Businesses everywhere are facing challenges in sourcing and attracting the BEST talent, especially with the onset of a powerful millennial generation with unique characteristics and career desires. One of the main characteristics of the emerging talent pool is that they are not only technology-savvy, but fluent in the use of multiple mobile devices. Tablets, phones, laptops are ubiquitous and candidates expect their experiences to be good – and consistent – on every device they use. For hiring companies of all sizes, mobile recruiting presents a unique set of challenges and opens a new set of opportunities to attract and hire future leaders.
According to a 2013 survey by LinkedIn, 72% of job seekers have visited a company’s career site on their mobile device. Job board sites like Indeed and Monster are seeing up to 40% of their traffic coming from mobile, and that number is expected to exceed 50% in 2014. Soon the majority of job searches will be conducted on a mobile device.

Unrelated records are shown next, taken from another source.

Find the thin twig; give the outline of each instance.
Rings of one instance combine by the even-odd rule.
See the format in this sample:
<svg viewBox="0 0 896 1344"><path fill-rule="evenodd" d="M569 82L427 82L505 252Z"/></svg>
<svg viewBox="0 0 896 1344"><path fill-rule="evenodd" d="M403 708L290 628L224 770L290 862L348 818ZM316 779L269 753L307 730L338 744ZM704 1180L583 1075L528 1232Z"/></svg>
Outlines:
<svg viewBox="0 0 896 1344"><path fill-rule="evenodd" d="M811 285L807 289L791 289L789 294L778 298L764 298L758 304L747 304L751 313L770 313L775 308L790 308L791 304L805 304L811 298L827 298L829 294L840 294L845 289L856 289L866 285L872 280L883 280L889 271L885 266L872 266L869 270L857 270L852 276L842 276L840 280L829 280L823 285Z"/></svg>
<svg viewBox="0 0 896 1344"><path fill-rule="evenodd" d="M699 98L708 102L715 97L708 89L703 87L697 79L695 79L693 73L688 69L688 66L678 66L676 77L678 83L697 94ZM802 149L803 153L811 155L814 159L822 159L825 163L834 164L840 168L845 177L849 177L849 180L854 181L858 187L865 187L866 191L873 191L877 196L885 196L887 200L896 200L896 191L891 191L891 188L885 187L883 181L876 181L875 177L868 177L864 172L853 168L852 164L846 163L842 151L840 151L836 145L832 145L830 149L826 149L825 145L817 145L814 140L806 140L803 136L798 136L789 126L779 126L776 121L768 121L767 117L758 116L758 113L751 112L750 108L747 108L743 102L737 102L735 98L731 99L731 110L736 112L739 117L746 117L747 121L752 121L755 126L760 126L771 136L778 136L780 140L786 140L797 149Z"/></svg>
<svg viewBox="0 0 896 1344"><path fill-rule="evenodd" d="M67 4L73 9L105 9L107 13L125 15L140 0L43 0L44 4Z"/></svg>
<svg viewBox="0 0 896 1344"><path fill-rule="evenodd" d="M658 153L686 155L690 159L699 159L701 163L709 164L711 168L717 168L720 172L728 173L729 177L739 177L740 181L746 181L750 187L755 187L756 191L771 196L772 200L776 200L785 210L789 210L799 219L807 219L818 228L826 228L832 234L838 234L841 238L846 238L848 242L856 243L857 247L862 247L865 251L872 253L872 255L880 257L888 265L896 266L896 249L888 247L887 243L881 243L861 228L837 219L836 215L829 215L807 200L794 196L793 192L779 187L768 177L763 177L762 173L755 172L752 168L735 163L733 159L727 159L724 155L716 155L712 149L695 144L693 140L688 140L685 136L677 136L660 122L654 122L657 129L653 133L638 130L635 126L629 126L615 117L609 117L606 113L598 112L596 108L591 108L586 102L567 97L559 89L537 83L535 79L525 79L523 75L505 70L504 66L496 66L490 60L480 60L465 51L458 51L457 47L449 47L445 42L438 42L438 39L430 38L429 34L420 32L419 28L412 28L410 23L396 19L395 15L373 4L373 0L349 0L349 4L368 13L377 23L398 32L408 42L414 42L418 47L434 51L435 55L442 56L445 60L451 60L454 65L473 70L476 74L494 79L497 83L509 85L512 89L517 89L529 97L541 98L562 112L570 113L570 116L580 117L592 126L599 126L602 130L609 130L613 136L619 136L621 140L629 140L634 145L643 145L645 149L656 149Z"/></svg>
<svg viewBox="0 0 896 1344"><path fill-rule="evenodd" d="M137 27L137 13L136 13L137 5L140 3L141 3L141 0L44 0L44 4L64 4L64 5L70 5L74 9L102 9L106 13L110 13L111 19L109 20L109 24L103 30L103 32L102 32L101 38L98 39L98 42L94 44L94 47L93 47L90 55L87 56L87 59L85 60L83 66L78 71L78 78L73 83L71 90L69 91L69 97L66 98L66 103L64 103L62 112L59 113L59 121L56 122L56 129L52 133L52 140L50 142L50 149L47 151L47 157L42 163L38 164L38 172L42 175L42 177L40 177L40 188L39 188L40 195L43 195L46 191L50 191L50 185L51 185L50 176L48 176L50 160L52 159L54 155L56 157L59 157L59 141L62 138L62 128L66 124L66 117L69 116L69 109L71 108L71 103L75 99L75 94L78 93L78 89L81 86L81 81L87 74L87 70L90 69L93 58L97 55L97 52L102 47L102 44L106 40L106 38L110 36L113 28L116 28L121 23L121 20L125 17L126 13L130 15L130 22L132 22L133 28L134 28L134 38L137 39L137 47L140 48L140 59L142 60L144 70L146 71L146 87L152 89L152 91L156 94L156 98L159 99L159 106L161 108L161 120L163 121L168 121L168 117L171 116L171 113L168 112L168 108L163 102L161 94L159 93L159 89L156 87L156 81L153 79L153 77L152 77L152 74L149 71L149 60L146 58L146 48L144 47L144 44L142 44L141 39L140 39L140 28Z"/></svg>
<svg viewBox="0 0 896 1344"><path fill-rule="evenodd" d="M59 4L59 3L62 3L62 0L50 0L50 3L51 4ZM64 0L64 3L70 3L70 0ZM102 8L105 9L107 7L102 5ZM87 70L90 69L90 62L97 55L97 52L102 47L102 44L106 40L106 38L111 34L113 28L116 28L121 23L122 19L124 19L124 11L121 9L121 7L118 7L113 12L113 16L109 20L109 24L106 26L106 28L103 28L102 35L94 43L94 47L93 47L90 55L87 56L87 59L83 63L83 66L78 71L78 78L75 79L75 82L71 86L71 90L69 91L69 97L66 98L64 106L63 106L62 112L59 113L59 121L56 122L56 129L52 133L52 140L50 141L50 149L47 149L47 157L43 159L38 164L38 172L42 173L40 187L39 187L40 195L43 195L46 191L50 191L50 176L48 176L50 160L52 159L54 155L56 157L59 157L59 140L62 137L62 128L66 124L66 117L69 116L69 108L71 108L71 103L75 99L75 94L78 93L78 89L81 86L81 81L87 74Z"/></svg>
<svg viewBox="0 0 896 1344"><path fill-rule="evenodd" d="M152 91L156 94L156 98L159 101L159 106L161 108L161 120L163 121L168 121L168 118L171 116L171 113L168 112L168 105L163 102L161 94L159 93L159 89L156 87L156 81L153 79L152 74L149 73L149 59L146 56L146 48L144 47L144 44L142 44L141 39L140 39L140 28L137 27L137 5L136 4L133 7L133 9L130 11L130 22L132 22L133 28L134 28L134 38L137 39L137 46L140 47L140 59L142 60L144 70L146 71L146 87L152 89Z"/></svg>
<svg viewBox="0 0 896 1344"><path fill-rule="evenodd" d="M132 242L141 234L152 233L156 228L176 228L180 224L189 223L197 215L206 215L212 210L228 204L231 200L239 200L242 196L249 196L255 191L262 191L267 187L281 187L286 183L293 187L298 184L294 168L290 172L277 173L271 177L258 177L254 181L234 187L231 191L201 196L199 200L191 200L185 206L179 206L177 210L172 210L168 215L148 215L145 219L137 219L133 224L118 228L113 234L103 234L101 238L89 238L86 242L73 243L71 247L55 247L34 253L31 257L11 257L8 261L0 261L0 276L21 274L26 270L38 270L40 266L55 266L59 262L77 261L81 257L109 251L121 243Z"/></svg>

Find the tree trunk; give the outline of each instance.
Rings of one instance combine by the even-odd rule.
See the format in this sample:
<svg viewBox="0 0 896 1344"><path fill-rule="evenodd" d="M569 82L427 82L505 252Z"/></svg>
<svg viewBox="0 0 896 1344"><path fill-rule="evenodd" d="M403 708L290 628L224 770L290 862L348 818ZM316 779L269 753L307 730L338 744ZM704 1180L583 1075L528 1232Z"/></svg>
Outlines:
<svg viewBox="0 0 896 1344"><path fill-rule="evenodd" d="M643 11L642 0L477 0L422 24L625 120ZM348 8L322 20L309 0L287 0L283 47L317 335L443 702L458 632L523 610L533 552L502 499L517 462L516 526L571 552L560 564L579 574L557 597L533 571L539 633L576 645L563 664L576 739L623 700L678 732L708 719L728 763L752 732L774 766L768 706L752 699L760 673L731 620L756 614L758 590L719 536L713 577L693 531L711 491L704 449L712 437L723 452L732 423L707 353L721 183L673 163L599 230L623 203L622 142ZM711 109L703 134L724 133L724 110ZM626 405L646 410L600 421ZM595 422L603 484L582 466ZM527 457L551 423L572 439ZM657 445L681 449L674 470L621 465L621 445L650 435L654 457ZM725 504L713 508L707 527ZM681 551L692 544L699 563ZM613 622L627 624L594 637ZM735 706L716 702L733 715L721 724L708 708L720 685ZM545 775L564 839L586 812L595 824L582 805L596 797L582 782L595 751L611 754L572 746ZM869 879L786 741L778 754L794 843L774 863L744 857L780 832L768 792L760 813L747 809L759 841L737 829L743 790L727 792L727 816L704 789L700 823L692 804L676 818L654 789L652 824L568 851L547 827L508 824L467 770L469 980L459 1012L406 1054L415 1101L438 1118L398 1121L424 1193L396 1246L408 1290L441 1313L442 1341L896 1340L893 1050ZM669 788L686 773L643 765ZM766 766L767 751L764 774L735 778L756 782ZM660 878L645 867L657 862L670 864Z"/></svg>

In the early days of the Internet, companies could choose to post jobs on a website, or not. When social media recruiting came of age, companies could again choose to post jobs on social media sites, or not. But mobile is different. Mobile is a choice the job seeker has made. Companies need to have a mobile recruiting presence because job seekers are increasingly using their smartphones and tablets to research opportunities. So the only question that remains is: What kind of mobile experience will a company offer?
An effective mobile recruiting strategy is more than just a mobile-friendly application form. Mobile is increasingly becoming the first experience a job seeker has with an employer, so the opportunity to engage them is critically important. That first impression can either draw a candidate in or it can be a roadblock to a candidate’s experience.
“Capturing the attention and interest of a job seeker is the first goal of a mobile career site,” says Ed Newman, Vice President of Strategy for iMomentous, a mobile recruiting solution provider. “The mobile experience needs to engage candidates with compelling content, videos, photos, and social media that showcases the employer brand. The application is just the tip of the iceberg.”
There are three things that companies should be doing right now:
1. Create a mobile-optimized career site. Nothing frustrates smartphone users more than a website built for the desktop that doesn’t work well on mobile. Firms like iMomentous can help transform a traditional careers page into a mobile-friendly layout with content appropriate for a 4-inch screen. “That first impression makes all the difference,” says Newman.
2. Utilize social media channels like LinkedIn, Twitter and Facebook, as well as job boards to drive traffic to a mobile careers page. Job seekers are already using smartphones and apps to search for jobs and research companies, so providing a mobile destination should be central to any recruiting strategy. QR codes, short URLs, and SMS keywords are also great tools to direct job seekers directly to the mobile site at career fairs and on-campus recruiting events.
3. Streamline and “mobilize” the job application. According to Mr. Newman, “The application should take no more than 5 minutes to complete on mobile. Capture just the required fields for a valid application and solicit additional information from candidates in subsequent steps.” Candidates can submit a LinkedIn profile or upload a résumé from cloud services like Microsoft OneDrive (formerly SkyDrive), Google Drive, Dropbox, or Evernote.
Mobile recruiting has become the go-to channel for job seekers to explore new opportunities. Focusing on candidate engagement and the user experience is the key to driving successful applications. Companies that embrace this new channel will get more mileage out of their recruitment dollars and position themselves as the employer of choice for today’s top candidates.